Zeno
2 min readApr 29, 2019

Betrayal

I suppose like many, I’ve been lied to often in my life. It may disappoint, but it usually doesn’t surprise me. Often I know it’s coming before I ever hear their words. Or as I watch the letters of their sounds float and drift towards my ears. But there’s some that truly surprise. Mostly from those very few I trust with my heart. It can be a simple lie with little consequence, and while that’s not betrayal, even then it’s hard for me to view them the same way. Can’t unwind what transpired. And find what was before is not what follows. My senses expand and begin to focus on them like those many I don’t extend such trust to. I wonder about the whys and what elses, at least my rays of perception start working their magic. And that’s really without any conscious decision, find my energy extending to their soul, which pains me as much for happening as for what it reveals for each of us, and with mourning for the space between us.
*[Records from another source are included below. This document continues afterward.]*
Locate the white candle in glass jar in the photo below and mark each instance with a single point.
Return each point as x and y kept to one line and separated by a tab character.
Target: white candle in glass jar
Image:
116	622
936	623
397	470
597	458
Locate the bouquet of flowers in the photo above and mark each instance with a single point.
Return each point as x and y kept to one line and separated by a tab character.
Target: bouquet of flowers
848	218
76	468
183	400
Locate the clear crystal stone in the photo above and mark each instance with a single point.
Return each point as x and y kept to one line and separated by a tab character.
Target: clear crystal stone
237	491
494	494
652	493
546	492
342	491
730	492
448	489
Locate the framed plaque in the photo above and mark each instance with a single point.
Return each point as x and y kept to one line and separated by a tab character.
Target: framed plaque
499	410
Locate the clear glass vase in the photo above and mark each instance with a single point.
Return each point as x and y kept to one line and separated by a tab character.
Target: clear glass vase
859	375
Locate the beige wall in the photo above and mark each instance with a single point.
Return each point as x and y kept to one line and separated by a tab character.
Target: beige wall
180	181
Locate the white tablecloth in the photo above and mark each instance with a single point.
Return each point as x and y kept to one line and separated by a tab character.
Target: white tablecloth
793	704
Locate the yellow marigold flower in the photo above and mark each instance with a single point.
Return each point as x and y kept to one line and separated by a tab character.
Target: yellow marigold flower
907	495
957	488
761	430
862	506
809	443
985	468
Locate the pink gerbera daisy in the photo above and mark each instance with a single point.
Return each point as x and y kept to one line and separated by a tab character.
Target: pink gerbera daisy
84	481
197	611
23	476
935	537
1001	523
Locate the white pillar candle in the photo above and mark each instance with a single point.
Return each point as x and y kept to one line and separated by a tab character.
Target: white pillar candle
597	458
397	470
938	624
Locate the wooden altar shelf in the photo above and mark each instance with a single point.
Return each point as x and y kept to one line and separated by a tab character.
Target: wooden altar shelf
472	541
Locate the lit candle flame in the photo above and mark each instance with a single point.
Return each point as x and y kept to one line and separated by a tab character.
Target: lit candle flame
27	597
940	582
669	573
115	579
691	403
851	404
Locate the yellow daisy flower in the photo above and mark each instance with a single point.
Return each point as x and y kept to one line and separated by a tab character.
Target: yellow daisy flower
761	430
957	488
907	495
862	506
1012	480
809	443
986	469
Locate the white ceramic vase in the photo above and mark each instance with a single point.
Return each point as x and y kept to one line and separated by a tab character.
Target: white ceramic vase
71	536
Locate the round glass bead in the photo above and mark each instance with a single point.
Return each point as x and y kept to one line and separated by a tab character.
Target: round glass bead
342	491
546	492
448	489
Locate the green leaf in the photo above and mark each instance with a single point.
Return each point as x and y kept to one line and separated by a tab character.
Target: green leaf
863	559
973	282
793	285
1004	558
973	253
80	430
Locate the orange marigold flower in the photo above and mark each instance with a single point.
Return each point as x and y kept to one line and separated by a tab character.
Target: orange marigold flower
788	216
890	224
The hardest is the larger lie from those I love. More so, their betrayal. Which is different to me than a lie. It carries more weight. There’s an intentional twist of the love I hold for them. It is a true blindspot. One I’ve chosen to shield from shining the light of my senses, for my heart is truly my everything and should that close off, I fear for my very survival.

Today I’m feeling that betrayal. One of the harder ones I’ve felt. Not family, though those threads extend, as for me, their actions fall outside the blindspots. There’s no surprise. Maybe disappointment, though more often just a strange sense of almost comfort in their frequency. Practiced and repeated. So much so it can feel like a soothing sense of ritual.

Today’s betrayal from one I hold such love for is different. It has pierced deeply and my heart bleeds. Can feel my foundation struggling to hold up my wounded soul. And I’m thinking about trust, humanity, our capacity to love, to hurt, to forgive. I can live in my head for times, but that’s not my compass. It never has been. Thoughts are crowded out now by the screams of my soul. And that thunderous pain ripping open the scars of betrayals before as I look for strength to stitch the heart anew.

Can’t capture in this moment all that is burning within, so nodding on over to Malcom to close this thread out-

To me the thing that is worse than death, is betrayal. You see, I could conceive death, but I could not conceive betrayal.